Bobbi Brown definitely. It's creamy and long wearing.


----------



## MzzRach (Sep 19, 2008)

I like both formulas a lot.  The BB is definitely long wearing and comes in some great shades.


----------



## sharkbytes (Sep 19, 2008)

the Black Mauve Shimmer is to die for, seriously.  I love it so much!


----------



## ginger9 (Sep 19, 2008)

BB is super expensive in Canada, I didn't find it superior to MAC. I would just get it for the colors that BB offers.

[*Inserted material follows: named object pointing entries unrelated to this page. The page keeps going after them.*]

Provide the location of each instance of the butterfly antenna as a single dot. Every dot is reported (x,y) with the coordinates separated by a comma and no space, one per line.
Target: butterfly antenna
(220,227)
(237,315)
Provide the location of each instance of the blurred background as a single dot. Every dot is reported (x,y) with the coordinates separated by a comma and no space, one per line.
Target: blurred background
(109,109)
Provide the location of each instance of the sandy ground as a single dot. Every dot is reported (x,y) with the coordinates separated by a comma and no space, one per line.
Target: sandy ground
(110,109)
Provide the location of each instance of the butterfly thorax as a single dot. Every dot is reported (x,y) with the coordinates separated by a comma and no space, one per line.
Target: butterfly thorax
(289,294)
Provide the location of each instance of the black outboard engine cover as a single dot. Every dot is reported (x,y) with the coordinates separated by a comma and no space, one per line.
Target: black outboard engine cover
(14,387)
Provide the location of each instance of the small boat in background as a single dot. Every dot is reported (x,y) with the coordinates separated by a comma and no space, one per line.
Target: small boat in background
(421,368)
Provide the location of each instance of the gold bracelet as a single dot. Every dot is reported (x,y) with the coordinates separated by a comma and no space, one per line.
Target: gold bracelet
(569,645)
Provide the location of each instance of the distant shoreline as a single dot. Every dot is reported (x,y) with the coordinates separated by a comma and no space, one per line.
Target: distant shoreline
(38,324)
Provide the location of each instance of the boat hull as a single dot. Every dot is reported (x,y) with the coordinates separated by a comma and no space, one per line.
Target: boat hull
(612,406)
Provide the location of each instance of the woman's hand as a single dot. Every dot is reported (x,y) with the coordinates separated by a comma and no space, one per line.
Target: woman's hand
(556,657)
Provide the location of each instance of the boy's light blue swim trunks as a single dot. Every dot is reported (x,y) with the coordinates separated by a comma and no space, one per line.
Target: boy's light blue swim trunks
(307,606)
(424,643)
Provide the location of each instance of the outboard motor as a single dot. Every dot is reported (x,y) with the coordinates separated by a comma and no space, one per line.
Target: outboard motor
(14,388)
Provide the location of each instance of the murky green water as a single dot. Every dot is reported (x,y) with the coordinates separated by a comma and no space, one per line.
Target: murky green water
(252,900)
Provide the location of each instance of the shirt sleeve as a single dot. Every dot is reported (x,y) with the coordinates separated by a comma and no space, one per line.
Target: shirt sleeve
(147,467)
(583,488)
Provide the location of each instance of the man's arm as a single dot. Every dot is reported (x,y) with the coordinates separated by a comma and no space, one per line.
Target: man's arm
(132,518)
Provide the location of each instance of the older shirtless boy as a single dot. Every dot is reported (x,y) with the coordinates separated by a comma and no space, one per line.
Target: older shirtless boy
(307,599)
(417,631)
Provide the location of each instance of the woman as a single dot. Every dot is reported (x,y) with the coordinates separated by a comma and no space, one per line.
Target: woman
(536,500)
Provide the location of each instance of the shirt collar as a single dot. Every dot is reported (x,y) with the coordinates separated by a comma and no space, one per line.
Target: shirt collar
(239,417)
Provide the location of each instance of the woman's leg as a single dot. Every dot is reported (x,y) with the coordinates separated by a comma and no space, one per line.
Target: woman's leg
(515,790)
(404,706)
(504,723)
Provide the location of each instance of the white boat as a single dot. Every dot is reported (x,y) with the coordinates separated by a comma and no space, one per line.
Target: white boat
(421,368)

I got the graphite shimmer (I think that's what its call) its a really awesome color.


----------



## Kiss and Makeup (Sep 19, 2008)

I've never tried BB, so I can't contribute there.  If you're finding ANY of your gel eyeliners are drying out too quickly, store them upside down.  It'll help keep the moisture in.


----------



## Corvs Queen (Sep 20, 2008)

Having tried both, I will never, ever use any other gel liner than BB. They are smoother and go on way better. They are creamier and last a long time. Not the Fluidline doesn't last. It's just that I get a lot of skipping and tugging with Fluidline that I don't with BB. Hope that helps some.


----------



## zeroxstar (Sep 20, 2008)

It's iffy to me cause the MAC one is easier to use and doesn't dry as fast, and i feel it stays on the lids as long.. but it cracks out and dries fast then the BB which lasts me forever, so i dunno.. i go back & forth between the two.


----------



## SweetCheeks (Sep 20, 2008)

Bobbi Brown hands down. I use Chocolate Shimmer Ink.


----------